Pero la verdad es que casi ninguno de mis colegas es fotógrafo porque ame sus propias imágenes. Lo somos porque estamos enamorados de la experiencia del mundo. Nos fascina cómo se conectan los seres humanos, cómo se aman, se dejan de amar, esperan, sueñan, trabajan. Amamos a las criaturas del mundo, y amamos la luz.

Sí, somos como niños apasionados por nuestros juguetes: las cámaras son nuestro pasaporte hacia lo inesperado. Admiro la precisión de mis antiguos lentes, el esfuerzo detrás de su diseño y de su ingeniería.

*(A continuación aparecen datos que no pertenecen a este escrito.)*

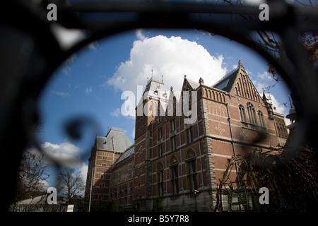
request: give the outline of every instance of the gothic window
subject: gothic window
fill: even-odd
[[[241,90],[240,89],[240,85],[238,83],[237,83],[237,95],[241,95]]]
[[[174,131],[175,130],[175,119],[170,121],[170,131]]]
[[[188,189],[193,191],[198,189],[196,153],[193,150],[190,150],[187,153],[186,162]]]
[[[259,126],[265,127],[265,121],[264,121],[264,114],[261,111],[259,110],[257,112],[257,115],[259,117]]]
[[[177,150],[177,138],[176,138],[176,136],[174,136],[171,137],[170,141],[171,141],[171,150]]]
[[[173,115],[176,115],[176,108],[177,108],[177,98],[173,97]]]
[[[241,121],[243,122],[246,122],[246,116],[245,116],[245,109],[244,109],[244,106],[242,105],[239,105],[240,110],[240,116],[241,117]]]
[[[157,166],[157,195],[163,196],[163,164],[161,162]]]
[[[178,160],[173,155],[170,160],[171,191],[174,195],[179,194]]]
[[[257,121],[256,121],[256,117],[255,117],[255,108],[254,107],[254,105],[248,102],[247,105],[247,113],[249,115],[249,123],[252,124],[257,124]]]
[[[163,155],[163,143],[160,143],[158,145],[158,157],[161,157]]]
[[[163,127],[158,129],[158,140],[161,141],[163,138]]]
[[[187,129],[187,142],[190,143],[193,141],[193,127],[190,126],[189,129]]]

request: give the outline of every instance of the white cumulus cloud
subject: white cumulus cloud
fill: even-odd
[[[174,36],[148,38],[141,30],[136,31],[136,36],[139,40],[134,42],[129,59],[122,62],[107,81],[107,85],[117,90],[131,90],[136,95],[137,85],[145,88],[151,70],[155,78],[162,79],[163,76],[168,91],[170,86],[175,90],[181,90],[184,75],[196,82],[202,77],[206,85],[212,85],[226,73],[222,64],[223,56],[211,56],[196,42]]]
[[[41,148],[45,153],[47,161],[49,162],[49,157],[52,157],[64,167],[78,167],[81,165],[81,150],[69,141],[60,144],[47,141],[41,144]]]

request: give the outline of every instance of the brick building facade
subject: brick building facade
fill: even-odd
[[[162,81],[148,81],[136,108],[134,144],[123,145],[125,150],[100,150],[96,138],[86,193],[90,208],[103,206],[112,197],[122,210],[150,211],[159,198],[167,211],[211,211],[229,158],[283,145],[288,136],[283,115],[273,111],[264,93],[259,95],[240,61],[209,85],[184,76],[178,95],[172,88],[168,95]],[[102,157],[98,155],[111,160],[102,171],[93,162]],[[98,177],[105,172],[107,182],[98,190]],[[232,170],[231,181],[237,177]],[[90,192],[96,187],[98,195]]]

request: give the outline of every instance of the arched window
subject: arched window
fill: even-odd
[[[170,178],[171,178],[171,191],[174,195],[179,194],[179,174],[178,174],[178,160],[175,155],[173,155],[170,162]]]
[[[245,109],[244,109],[244,106],[242,105],[240,105],[239,110],[240,110],[240,116],[241,117],[241,121],[243,122],[247,122],[246,116],[245,116]]]
[[[248,102],[246,106],[247,109],[247,113],[249,115],[249,123],[256,125],[257,124],[256,114],[254,105],[251,102]]]
[[[261,110],[257,111],[257,115],[259,117],[259,126],[265,127],[265,121],[264,120],[264,114]]]

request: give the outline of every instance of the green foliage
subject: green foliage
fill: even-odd
[[[119,212],[116,200],[114,198],[110,198],[106,207],[107,212]]]

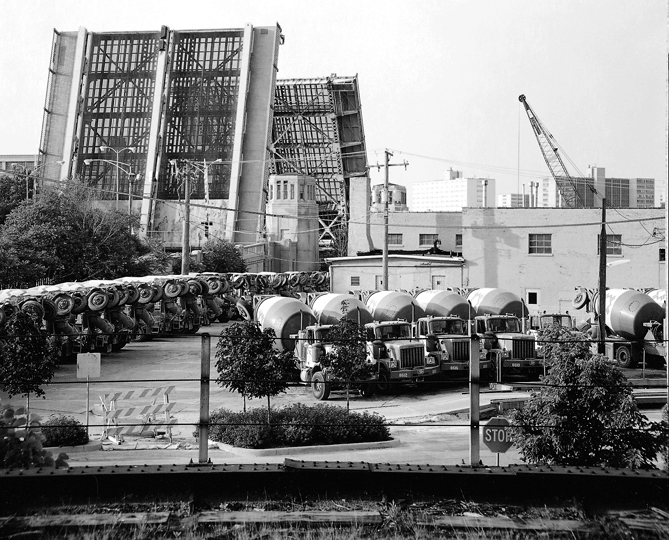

A veces sostengo mis herramientas y contemplo sus mecanismos, su delicada coreografía de vidrio y metal.

Si uno fotografía con honestidad, no puede evitar maravillarse con el mundo que le rodea. Es, sin duda, un mundo cruel y violento, pero para quienes están dispuestos a mirar sin prisa, con atención, con presencia — sin buscar únicamente la utilidad de las cosas o las personas — el mundo se despliega vibrante y precioso.

Esta capacidad de asombro es la fuente de la fotografía, y la semilla de la filosofía. “Es por el asombro”, escribió Aristóteles en su Metafísica, “que los hombres, tanto ahora como en el pasado, comenzaron a filosofar.” La fotografía requiere una mirada atenta sobre el mundo — el thaumazein griego — el asombro como postura consciente, amorosa y vibrante.

La mayoría de las personas fotografía para recordar, para afirmar afectos, para dejar testimonio de sus lazos, una prueba visible de que existieron, que amaron. Algunos fotografiamos para denunciar la belleza, para invitar a otros a mirar este mundo complejo con asombro — un mundo a la vez doloroso y maravilloso. Fotografíamos porque queremos compartir, porque queremos decir a los otros: “Mira, presta atención. Mi mirada, mi punto de vista, puede enriquecer el tuyo.”


Regresar a los orígenes

El surgimiento de las inteligencias digitales me ha impulsado a escribir de nuevo. ¿Por qué este momento — el advenimiento de una nueva generación de IAs — es considerado por muchos como uno de los grandes hitos de la historia? Porque nunca antes habíamos tenido la oportunidad de conversar con una entidad no humana usando un lenguaje humano.

Las consecuencias filosóficas son sísmicas. Nuestra identidad misma está siendo puesta en duda.

Si existe una máquina que puede hablar y aparentemente pensar, entonces quizás el lenguaje no es lo que nos hace únicos. ¿Qué es lo que nos define? ¿Qué nos diferencia de las inteligencias artificiales? La pregunta filosófica más urgente es: ¿Qué nos hace humanos?

Si hay algo que la máquina no puede conocer porque su naturaleza no se lo permite, es la experiencia de vivir. La máquina no posee cuerpo ni sentidos, aunque tenga múltiples sensores; la máquina no está sujeta a la finitud, pues la muerte orgánica no la limita o le otorga una aproximación filosófica al misterio; la máquina no conoce el amor, la conexión, la duda, el miedo, la necesidad… la trascendencia; la máquina no tiene emociones, por ahora.

Lo que nos hace únicos — lo que nos distingue de la máquina — es la vivencia misma. No solo la narrativa que tejemos con palabras, sino aquello que late, que se siente, que se habita.

Y sin embargo la experiencia de vivir la compartimos con los demás seres vivos. La vida, la naturaleza, la homeostasis, es decir el deseo de vivir, es lo que separa la vida de la no vida. Los animales y las plantas, tan tontos e inferiores en nuestro mundo antropocéntrico, son en realidad nuestros hermanos. Esa explosión de vida en torno de nosotros es nuestra conexión con el cosmos y es la raíz de nuestra conciencia vital.